Because privilege is coming into play here. I doubt deliberately, but so often privilege isn’t exercised deliberately. Doesn’t mean we don’t question it.

The other issue with reclaiming the word slut is that you might reclaim it for yourself, but what about everyone else? For example, sometimes my mum uses the word ‘dyke’. I find the word offensive and jokily tell her off. But if a straight man or woman used it against her, then it would be really offensive/abusive/violent. And this is the root of the problem for me about reclaiming. Can it really stop the word being used to hurt you or attack you? I tried to reclaim the word cunt, but rather than seeing it used to describe strong, exciting, amazing women, it was still used to describe David Cameron. So was it reclaimed? Or was it just a word used to express hate, but used more commonly? Did it just become more acceptable to use cunt to hate people, without the feminist, reclaiming motivation?

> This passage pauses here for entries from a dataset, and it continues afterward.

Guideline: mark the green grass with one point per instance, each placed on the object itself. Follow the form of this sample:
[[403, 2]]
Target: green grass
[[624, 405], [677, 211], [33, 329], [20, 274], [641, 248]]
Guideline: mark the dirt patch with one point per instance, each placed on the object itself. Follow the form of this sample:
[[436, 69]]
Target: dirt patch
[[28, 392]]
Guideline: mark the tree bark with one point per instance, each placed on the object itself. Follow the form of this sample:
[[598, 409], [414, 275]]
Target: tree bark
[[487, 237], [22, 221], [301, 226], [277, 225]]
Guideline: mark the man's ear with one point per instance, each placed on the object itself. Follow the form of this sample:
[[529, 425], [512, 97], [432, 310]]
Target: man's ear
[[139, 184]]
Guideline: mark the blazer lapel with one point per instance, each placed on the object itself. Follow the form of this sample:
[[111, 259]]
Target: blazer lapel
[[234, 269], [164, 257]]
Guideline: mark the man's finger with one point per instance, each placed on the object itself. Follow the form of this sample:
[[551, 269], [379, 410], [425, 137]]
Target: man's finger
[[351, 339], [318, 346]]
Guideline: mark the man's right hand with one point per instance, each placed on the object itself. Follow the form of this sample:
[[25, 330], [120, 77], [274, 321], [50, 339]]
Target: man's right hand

The Daily Mail illustrated their article with images of women ‘scantily clad’ (as their headline termed it) on Slutwalk, whilst below the line commenters discussed whether the women were attractive, feminine, real ‘ladies’ and decided most of them didn’t have to worry about being raped. Ahh yes, that old chestnut, that rape is the ultimate compliment and about desire, rather than a crime about violence and power. The images made me stop in my tracks. Yes, the women looked angry, empowered and motivated. But the images were being used to objectify, criticise and narrow women’s identity to ‘hot’ or ‘not’ according to our current cultural (male defined) definition of attractiveness. The word slut was being used to insult the women. Men were chortling about the opportunity to go and gawp at women in their underwear.

Was this what we wanted? Obviously I’m not saying we should never take action in case the Daily Mail gets the wrong end of the stick, but it felt to me that the ease with which power was taken away signified that what was happening was an attempt to defeat patriarchy using the language and appearance of the oppressors, which patriarchy and the oppressors were then able to turn around to use against us.

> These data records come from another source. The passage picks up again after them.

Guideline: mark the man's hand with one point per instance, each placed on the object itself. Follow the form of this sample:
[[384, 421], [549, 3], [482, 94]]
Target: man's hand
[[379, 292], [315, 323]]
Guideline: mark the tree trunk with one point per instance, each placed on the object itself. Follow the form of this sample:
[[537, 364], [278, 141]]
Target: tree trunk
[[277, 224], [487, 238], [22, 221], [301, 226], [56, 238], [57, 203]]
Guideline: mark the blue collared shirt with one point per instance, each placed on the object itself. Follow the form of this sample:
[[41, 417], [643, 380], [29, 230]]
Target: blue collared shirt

One of the problems I have with raunch feminism and feminism TM (which I recognise Slutwalk might not be to many women and again, tell me if I’m wrong!) is that it seems to attempt to challenge sexism within the confines of patriarchal capitalism. So it becomes ‘porn is empowering’ or ‘my boob job is empowering’ or ‘my choice is empowering because it is my choice and I am a woman etc etc’. But actually, I believe as Audre Lorde said that ‘we can’t dismantle the master’s house using the master’s tools’.

Obviously it’s great that these issues about victim blaming are getting publicity. And creative and dynamic ways to get these issues talked about are fantastic. But me? Well, I won’t be marching on Slutwalk. To me, Reclaim the Night is a march to combat victim blaming, raise awareness about violence against women and is inclusive to all (well, in Bristol it is!) whilst being avowedly, openly feminist and unafraid to tackle violence as a gendered issue. That is where I’ll be.

But this is just my long, rambling confused take on the situation. I appreciate that many women have very different thoughts to me about Slutwalk, which I completely respect. And once more, I think it is so important that these issues are being debated openly and excitedly, so that we are reaching more and more people with the message that rape is never a woman’s fault. Full stop.